With its younger line, Elizabeth & James (appropriately named after the twins’ younger siblings) and a move into menswear and sunglasses, the Olsens are slowly making incremental steps in building a credible fashion empire a million miles away from their tween company that made their multimillionaires, Dualstar. Unlike many other fledgling labels, the Olsens have been hip to the powers of the internet – first launching a luxurious, tactile e-commerce website and then recently debuting a shoppable video where you can view KT Auleta’s video of the collection while purchasing items from the catwalk. Following an intimate presentation of their SS '11 line in Paris, the girls conversed via email with Dazed about their love of the artist, Beatrix Ost and why their brand of minimalism feels so right for now.

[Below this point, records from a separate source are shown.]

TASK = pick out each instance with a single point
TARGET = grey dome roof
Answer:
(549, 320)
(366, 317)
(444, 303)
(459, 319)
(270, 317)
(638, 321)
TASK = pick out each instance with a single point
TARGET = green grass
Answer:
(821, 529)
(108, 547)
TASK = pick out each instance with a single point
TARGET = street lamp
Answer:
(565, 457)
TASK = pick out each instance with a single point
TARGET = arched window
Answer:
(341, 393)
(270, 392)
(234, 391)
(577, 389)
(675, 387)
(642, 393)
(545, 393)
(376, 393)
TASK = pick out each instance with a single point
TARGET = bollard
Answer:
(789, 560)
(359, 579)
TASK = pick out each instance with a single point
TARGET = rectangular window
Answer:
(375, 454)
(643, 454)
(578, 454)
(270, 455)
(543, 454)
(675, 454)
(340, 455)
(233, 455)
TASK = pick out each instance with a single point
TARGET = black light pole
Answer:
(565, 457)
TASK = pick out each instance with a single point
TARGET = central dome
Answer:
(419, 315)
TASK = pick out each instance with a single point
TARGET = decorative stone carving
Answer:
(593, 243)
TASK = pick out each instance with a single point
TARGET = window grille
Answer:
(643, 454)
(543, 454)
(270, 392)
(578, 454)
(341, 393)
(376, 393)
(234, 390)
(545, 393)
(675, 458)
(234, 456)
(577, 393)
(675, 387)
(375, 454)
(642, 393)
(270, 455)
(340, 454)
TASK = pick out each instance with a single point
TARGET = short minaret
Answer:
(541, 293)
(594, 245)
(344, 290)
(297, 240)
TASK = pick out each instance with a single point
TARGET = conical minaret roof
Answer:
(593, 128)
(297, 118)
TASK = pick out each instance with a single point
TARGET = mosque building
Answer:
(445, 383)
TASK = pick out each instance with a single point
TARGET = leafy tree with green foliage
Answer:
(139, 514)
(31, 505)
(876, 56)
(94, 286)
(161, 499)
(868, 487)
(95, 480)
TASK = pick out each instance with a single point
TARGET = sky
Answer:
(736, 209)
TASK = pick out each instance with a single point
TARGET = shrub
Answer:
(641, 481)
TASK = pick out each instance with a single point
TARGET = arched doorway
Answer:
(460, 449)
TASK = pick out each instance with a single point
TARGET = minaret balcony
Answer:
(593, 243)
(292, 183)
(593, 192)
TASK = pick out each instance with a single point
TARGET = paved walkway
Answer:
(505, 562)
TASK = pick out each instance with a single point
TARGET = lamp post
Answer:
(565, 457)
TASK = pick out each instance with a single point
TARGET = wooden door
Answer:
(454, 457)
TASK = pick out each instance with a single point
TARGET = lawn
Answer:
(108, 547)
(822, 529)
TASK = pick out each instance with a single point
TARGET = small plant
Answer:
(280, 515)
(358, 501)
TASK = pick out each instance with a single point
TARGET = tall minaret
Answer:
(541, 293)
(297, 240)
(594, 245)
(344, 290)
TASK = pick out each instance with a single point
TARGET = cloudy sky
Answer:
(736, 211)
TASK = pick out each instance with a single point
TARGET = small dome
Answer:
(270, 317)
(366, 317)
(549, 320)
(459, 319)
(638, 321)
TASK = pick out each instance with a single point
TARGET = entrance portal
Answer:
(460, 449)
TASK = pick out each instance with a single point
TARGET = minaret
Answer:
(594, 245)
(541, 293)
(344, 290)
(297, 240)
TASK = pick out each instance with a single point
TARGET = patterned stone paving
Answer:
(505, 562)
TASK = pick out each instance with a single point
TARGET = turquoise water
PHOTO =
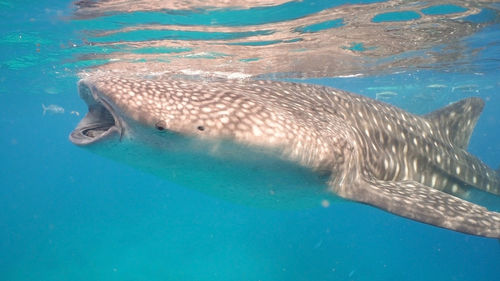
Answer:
(67, 214)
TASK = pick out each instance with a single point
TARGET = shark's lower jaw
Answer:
(99, 123)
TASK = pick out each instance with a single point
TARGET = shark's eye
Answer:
(160, 125)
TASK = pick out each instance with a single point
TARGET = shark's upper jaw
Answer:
(100, 123)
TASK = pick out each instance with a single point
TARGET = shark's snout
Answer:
(99, 123)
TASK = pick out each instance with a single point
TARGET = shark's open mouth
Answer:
(99, 123)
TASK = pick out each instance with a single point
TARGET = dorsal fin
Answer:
(457, 120)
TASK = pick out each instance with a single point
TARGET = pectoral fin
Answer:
(418, 202)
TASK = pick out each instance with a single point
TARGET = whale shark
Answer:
(285, 145)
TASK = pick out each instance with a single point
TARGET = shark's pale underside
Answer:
(277, 143)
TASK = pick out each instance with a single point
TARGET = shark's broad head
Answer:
(273, 143)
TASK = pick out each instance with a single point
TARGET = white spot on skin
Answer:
(325, 203)
(433, 180)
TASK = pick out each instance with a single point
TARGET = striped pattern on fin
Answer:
(418, 202)
(456, 121)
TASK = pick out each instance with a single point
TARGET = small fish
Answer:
(385, 95)
(52, 108)
(437, 86)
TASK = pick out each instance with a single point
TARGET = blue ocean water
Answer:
(67, 214)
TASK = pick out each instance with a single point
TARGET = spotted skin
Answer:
(413, 166)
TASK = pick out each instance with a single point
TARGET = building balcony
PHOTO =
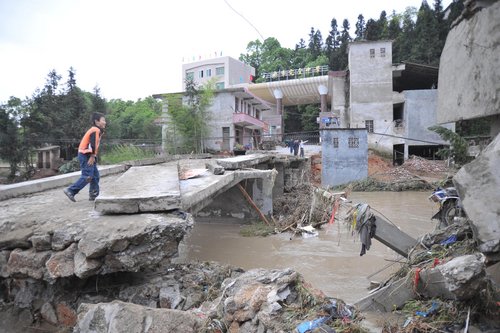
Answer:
(247, 121)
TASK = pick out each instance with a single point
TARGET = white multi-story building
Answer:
(228, 72)
(395, 103)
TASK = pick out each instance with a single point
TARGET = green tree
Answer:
(371, 31)
(253, 57)
(332, 46)
(190, 114)
(11, 147)
(427, 46)
(315, 44)
(129, 120)
(309, 113)
(404, 41)
(360, 27)
(344, 40)
(270, 57)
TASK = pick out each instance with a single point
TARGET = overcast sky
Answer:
(133, 49)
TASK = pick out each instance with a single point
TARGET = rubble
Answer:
(477, 184)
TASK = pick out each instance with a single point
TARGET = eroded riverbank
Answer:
(331, 261)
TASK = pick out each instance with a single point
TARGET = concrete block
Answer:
(142, 189)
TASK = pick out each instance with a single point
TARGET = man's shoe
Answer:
(69, 195)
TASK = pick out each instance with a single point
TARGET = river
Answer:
(330, 261)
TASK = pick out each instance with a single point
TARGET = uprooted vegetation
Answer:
(471, 298)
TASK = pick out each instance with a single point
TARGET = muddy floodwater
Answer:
(330, 261)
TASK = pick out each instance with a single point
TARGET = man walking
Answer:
(87, 156)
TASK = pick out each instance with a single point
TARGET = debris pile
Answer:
(444, 286)
(229, 301)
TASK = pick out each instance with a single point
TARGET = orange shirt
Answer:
(90, 141)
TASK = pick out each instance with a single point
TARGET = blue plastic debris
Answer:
(310, 325)
(450, 240)
(433, 309)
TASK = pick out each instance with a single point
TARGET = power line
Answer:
(234, 10)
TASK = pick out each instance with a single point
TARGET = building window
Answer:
(353, 142)
(369, 125)
(398, 114)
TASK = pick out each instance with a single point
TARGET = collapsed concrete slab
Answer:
(142, 189)
(39, 185)
(243, 161)
(477, 184)
(49, 241)
(459, 279)
(119, 316)
(199, 192)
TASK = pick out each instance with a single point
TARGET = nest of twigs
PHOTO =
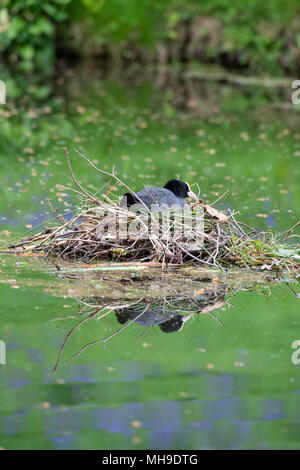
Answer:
(219, 241)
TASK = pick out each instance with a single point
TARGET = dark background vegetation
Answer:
(259, 37)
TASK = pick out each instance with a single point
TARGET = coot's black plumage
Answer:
(172, 194)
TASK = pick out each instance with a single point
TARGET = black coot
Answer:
(172, 194)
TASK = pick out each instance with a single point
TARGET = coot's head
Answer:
(180, 189)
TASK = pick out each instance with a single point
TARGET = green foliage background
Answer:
(264, 36)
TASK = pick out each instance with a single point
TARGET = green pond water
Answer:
(225, 379)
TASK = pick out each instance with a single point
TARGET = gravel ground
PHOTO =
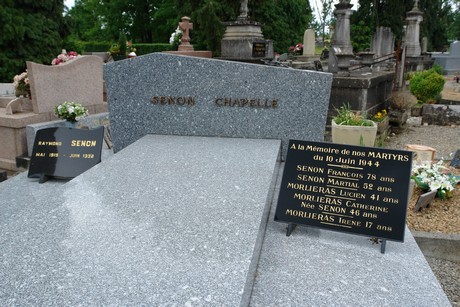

Dazed Digital: Tell us about how you came across the work of Beatrix Ost for the Fall '10 collection?
Mary-Kate:
Ashley and I were looking at this season in a way that would allow us to evolve from what we’ve been doing for The Row up until now. We were discussing eccentric woman and felt Beatrix embodied the feeling we were gravitating towards.

DD: The Fall '10 collection seemed to tap into the mood for minimalist luxe showing beautifully cut clothes in luxurious fabrics like leather and python. Would you say this encapsulates the philosophy of The Row? The Row perfectly chimes with the current mood for austere minimalism. Why do you think it feels so right for now?
Mary-Kate:
Exotic skins were a natural choice because we’ve always concentrated on the body so skin on skin made sense.
Ashley: We believe there has been such a strong response to The Row because for several years there were a lot of over-designed clothes in the market. Our goal is to create understated, wearable, beautiful clothes that fit the body of every woman.

DD: You also run Elizabeth & James and just launched a menswear line for The Row and have branched out into sunglasses. Are there any other areas you would like to branch out to?
Mary-Kate:
Doing things right takes time and careful planning. We look at Elizabeth and James and The Row as lifestyle brands. Currently, we want to make sure The Row’s e-commerce is a success along with our sunglasses for each brand.  We’re currently working on another category for each brand and are excited to announce when the time is right.

DD: There is a tactile feel about the website with the close-ups of the beautiful fabrics used in the collection—what were you trying to convey about the brand’s agenda with the website? How conscious were you of trying to provide an almost tangible experience for the shopper?
Ashley:
Fabrics have been a main focus from the beginning. We feel it’s important for the website and the e-commerce experience have a tactile quality. Sometimes there’s a disconnect between how clothes look and feel in person and how they’re presented online.

DD: The Row is one of the success stories of recent years—How would you define the philosophy behind the label?
Mary-Kate:
We think about our customers first. We want to create soft and comfortable collections in every way. It’s about real life and what people will really wear. Hopefully we’re accomplishing that.